Jihadists fighting to take the strategic Syrian border town of Kobane advanced Wednesday despite intensified U.S.-led air strikes.

Kobane has become a symbol of resistance against the Islamic State group, which proclaimed an Islamic "caliphate" across swathes of Iraq and Syria, carrying out beheadings and other atrocities.

The three-week IS group assault on Kobane has sent some 200,000 people flooding across the border into Turkey, and some residents said hundreds more remained two days after jihadists breached the town's defenses.

"There are 1,000 civilians who refuse to leave," said activist Mustafa Ebdi.

"One of them, aged 65, said to me: "Where would we go? Dying here is better than dying on the road.'"

U.S. and coalition aircraft targeted IS fighters near the town Wednesday, launching six attacks to help the defenders, the U.S. military said.

The strikes destroyed an armored personnel carrier, artillery and several vehicles, Central Command said.

The sounds of heavy gunfire and mortar shells were heard from the Turkish side of the border, an Agence France-Presse reporter said, as fierce street battles raged.

"The raids helped prevent the fall of the town, but what is needed now is weapons," said Ebdi.

An IS fighter carried out a suicide truck bombing in east Kobane, but there was no immediate news of casualties, the Syrian Observatory for Human Rights said.

Observatory directory Rami Abdel Rahman said IS forces had advanced around 100 meters (yards) towards the town center Wednesday evening, but that fighting had subsided slightly.

But he added that IS group reinforcements were heading from Syria's Raqa province.

The Observatory says about 400 people, more than half of them jihadists, have been killed in and around Kobane since the assault began in mid-September.

Later on Wednesday, the U.S. military said American and coalition aircraft kept up bombing raids on Islamic State jihadists near Kobane, carrying out six attacks to help Kurdish fighters defending the town.

U.S. and allied bombers, fighter jets and robotic drones hit the IS group over a 24 hour period with four strikes south of the town, destroying an armored personnel carrier, three vehicles and an artillery piece, Central Command said in a statement.

A fifth raid southwest of Kobane destroyed an IS armed vehicle and a sixth strike decimated an artillery cannon on the "southern edge" of the town, it said.

Coalition warplanes also bombed IS positions with two strikes northwest of Raqa, hitting a training camp, and a raid in Deir Ezzor, destroying a tank.

Aircraft from the United Arab Emirates, one of five Arab countries involved in the air campaign, also took part in the latest strikes along with American planes, said Central Command, which oversees U.S. forces in the Middle East.

The IS group has been closing in on Kobane for days but Kurdish militia -- backed by U.S.-led air power -- have reportedly managed to roll back IS militants out of several neighborhoods amid heavy fighting overnight.

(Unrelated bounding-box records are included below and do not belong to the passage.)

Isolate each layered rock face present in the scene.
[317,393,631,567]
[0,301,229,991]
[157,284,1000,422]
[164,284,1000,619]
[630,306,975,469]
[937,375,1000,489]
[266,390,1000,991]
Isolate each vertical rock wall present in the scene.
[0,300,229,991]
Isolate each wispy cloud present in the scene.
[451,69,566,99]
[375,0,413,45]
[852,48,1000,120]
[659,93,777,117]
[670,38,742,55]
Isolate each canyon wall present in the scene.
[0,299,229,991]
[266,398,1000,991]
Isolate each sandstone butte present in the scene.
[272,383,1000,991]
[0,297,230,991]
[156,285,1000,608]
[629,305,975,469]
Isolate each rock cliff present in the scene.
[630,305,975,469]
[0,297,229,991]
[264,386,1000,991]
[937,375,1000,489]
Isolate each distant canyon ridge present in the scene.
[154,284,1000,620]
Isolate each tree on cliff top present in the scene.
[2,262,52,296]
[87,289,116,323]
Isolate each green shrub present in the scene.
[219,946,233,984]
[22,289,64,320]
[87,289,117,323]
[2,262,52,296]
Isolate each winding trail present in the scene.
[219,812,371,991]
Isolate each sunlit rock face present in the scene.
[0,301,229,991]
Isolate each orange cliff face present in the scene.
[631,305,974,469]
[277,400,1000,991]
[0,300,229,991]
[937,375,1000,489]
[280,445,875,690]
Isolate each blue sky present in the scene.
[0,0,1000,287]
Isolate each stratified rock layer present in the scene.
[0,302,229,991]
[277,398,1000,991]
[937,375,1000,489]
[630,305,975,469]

The Syrian Observatory for Human Rights, a Britain-based monitoring group, also said IS fighters had withdrawn overnight from several areas and were no longer inside the western part of Kobane.

Coalition forces also renewed air strikes on IS militants Iraq on Tuesday and Wednesday, with five bombing raids by fighter jets and unmanned drones, Central Command said.

The operation included three strikes west of Baghdad, where Iraqi government forces are under pressure from IS fighters, it said.

One raid east of Fallujah destroyed an IS checkpoint and armed vehicle, a strike in western Ramadi destroyed three IS buildings and two anti-aircraft artillery pieces and a bombing run northwest of Ramadi destroyed an IS checkpoint, it said.

Coalition forces, which included British and Dutch warplances, also bombed IS targets near Mount Sinjar in two strikes.

The United States launched its air campaign against the IS group on August 8 in Iraq and extended it into Syria on September 23.

On Tuesday, fighting had raged in the east, west and south of Kobane, which is Syria's third biggest Kurdish town, and a US-led coalition fighting IS carried out multiple air strikes around it.

Mustafa Ebdi, a Kurdish journalist and activist from Kobane, wrote on his Facebook page that "the streets of the Maqtala neighborhood in southeastern Kobane are full of the bodies of Daesh fighters," using the Arabic acronym for IS.

But he added that hundreds of civilians remained in the town and "the humanitarian situation is difficult and people need food and water."

IS began its advance on Kobane on September 16, quickly sweeping through the surrounding countryside and prompting an estimated 186,000 people to flee the region across the border into Turkey.

According to the Observatory, at least 412 people have been killed in the fighting, though the group said it believes the true toll could be twice as high.

Meanwhile, the Pentagon warned Wednesday that U.S. air power on its own could not prevent IS jihadists from capturing Kobane.

U.S.-led aircraft were hitting the IS group at every opportunity but without a competent force on the ground to work with, there were limits to what could be accomplished by bombing from the air, spokesman Rear Admiral John Kirby told reporters.

"Air strikes alone are not going to do this, not going to fix this, not going to save the town of Kobane," Kirby said.

"We know that. And we've been saying that over and over again."

Ultimately, "capable" ground forces -- rebel fighters in Syria and Iraqi government troops -- would have to defeat the IS group, but that would take time, he said.

Kirby said that "we don't have a willing, capable, effective partner on the ground inside Syria right now. It's just a fact."

Other towns could also fall to the IS group until local ground forces could find their footing, he added.

The Pentagon's sober assessment came after American-led forces carried out six air raids near Kobane on Tuesday and Wednesday in an attempt to help Kurdish militia who have fought a desperate battle to hold off the IS group's push.

The chairman of the U.S. Joint Chiefs of Staff, General Martin Dempsey, said coalition aircraft were bombing the IS group whenever possible but tracking the militants presented a challenge.

"We have been striking when we can," Dempsey told ABC News in an interview.

IS fighters are "a learning enemy and they know how to maneuver and how to use populations and concealment," the general said. 

He indicated the IS extremists were more difficult to track as they were staying off of mobile phones or other devices that could be monitored.

"They're becoming more savvy with the use of electronic devices," he said.

"They don't fly flags and move around in large convoys the way they did. . .  They don't establish headquarters that are visible or identifiable."

Kobane, also known as Ain al-Arab, would be a major prize for the jihadists, giving them unbroken control of a long stretch of Syria's border with Turkey.

The United States, along with Arab, European and other allies have launched nearly 2,000 air raids against jihadists in Iraq and Syria.

U.S. President Barack Obama was due to meet military chiefs later Wednesday to discuss the battle.

More than 180,000 people have been killed in Syria since an uprising against President Bashar Assad's regime began in 2011, morphing into a several-sided civil war that has drawn thousands of jihadists from overseas.